Turning back to the control panel he typed in the commands before stepping back to rejoin his partner. A woman's calm voice announced the progress of the program. A pulsing tone indicated that this would not be a drill.

“Warning! Warning! Warning! Furnace activation in five... four... three...”

Although familiar with the incinerator they both jumped as it whooshed to life, the core temperature quickly climbing toward the target temperature.

“What the hell was that?” Eggers suddenly yelled, moving closer to the doors.

“What?” Belford replied grabbing his partner's arm before he got too close.

“I thought I heard a scream and some banging as it activated!” Eggers yelled, shaking his arm loose from his partner as he listened. He couldn't hear anything other than the growing rumble as the temperature broke two thousand degrees Fahrenheit.

“That's just the o-line injection system that boosts oxygen. Screams like a damn banshee when it kicks in, eh?” Belford yelled. “The banging was probably breast implants from one of the women! They explode like grenades at high temperatures!”

Eggers stepped back to rejoin his partner, still troubled by what he had heard. “Sure sounded like a scream to me,” he turned and yelled.

Belford gently pulled him toward the exit. “Come on. I'll buy the first round.”

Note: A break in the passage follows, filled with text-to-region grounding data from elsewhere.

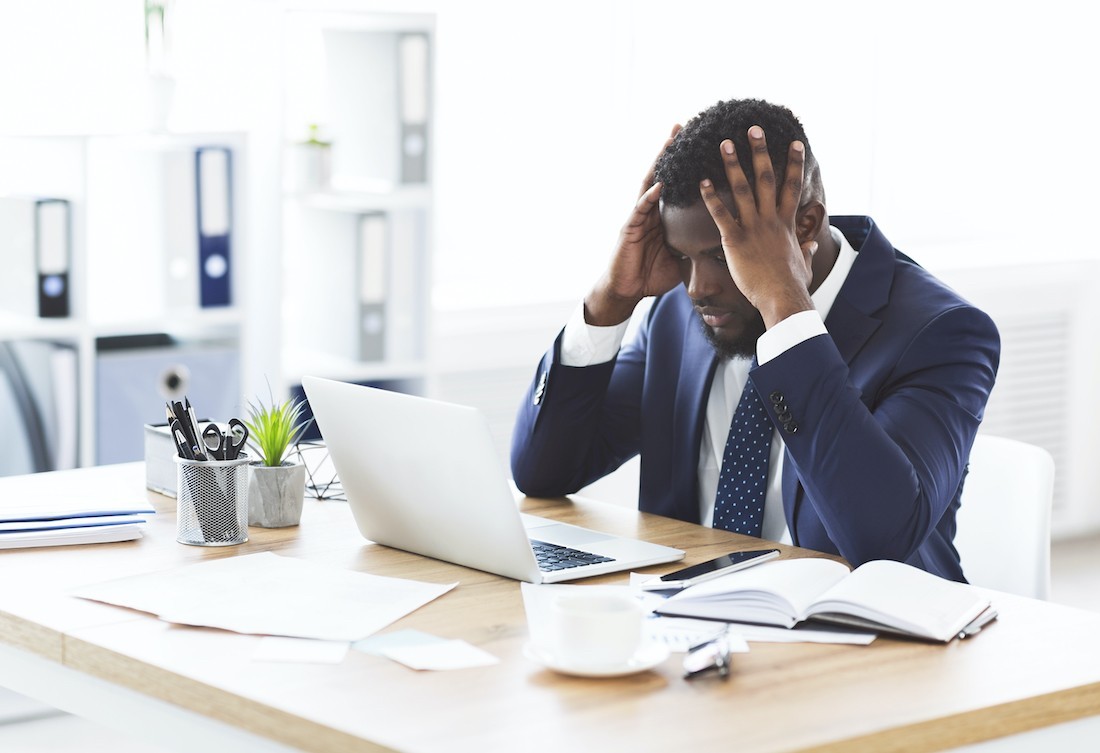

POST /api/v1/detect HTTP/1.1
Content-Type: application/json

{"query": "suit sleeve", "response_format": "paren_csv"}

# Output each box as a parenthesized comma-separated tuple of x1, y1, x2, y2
(510, 319, 650, 497)
(750, 304, 1000, 567)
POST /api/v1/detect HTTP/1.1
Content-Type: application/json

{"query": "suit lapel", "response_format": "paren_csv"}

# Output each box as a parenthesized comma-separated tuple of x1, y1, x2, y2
(674, 315, 717, 522)
(823, 215, 895, 363)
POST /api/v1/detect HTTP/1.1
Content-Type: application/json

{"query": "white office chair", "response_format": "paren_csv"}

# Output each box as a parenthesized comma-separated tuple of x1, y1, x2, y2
(953, 434, 1055, 600)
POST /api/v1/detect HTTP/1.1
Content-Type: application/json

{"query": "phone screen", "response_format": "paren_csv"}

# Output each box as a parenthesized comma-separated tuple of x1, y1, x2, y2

Reluctantly Eggers turned to follow, still troubled by what he had clearly thought was screaming from the incinerator. The pounding almost sounded like someone desperately banging on the door from the inside.

His partner was probably right. Even he had double-checked each of the bodies for a pulse and found nothing. Had they lived they would eventually have died from the virus they had crashed into anyway.

Only Murphy's Law would have cursed them like that.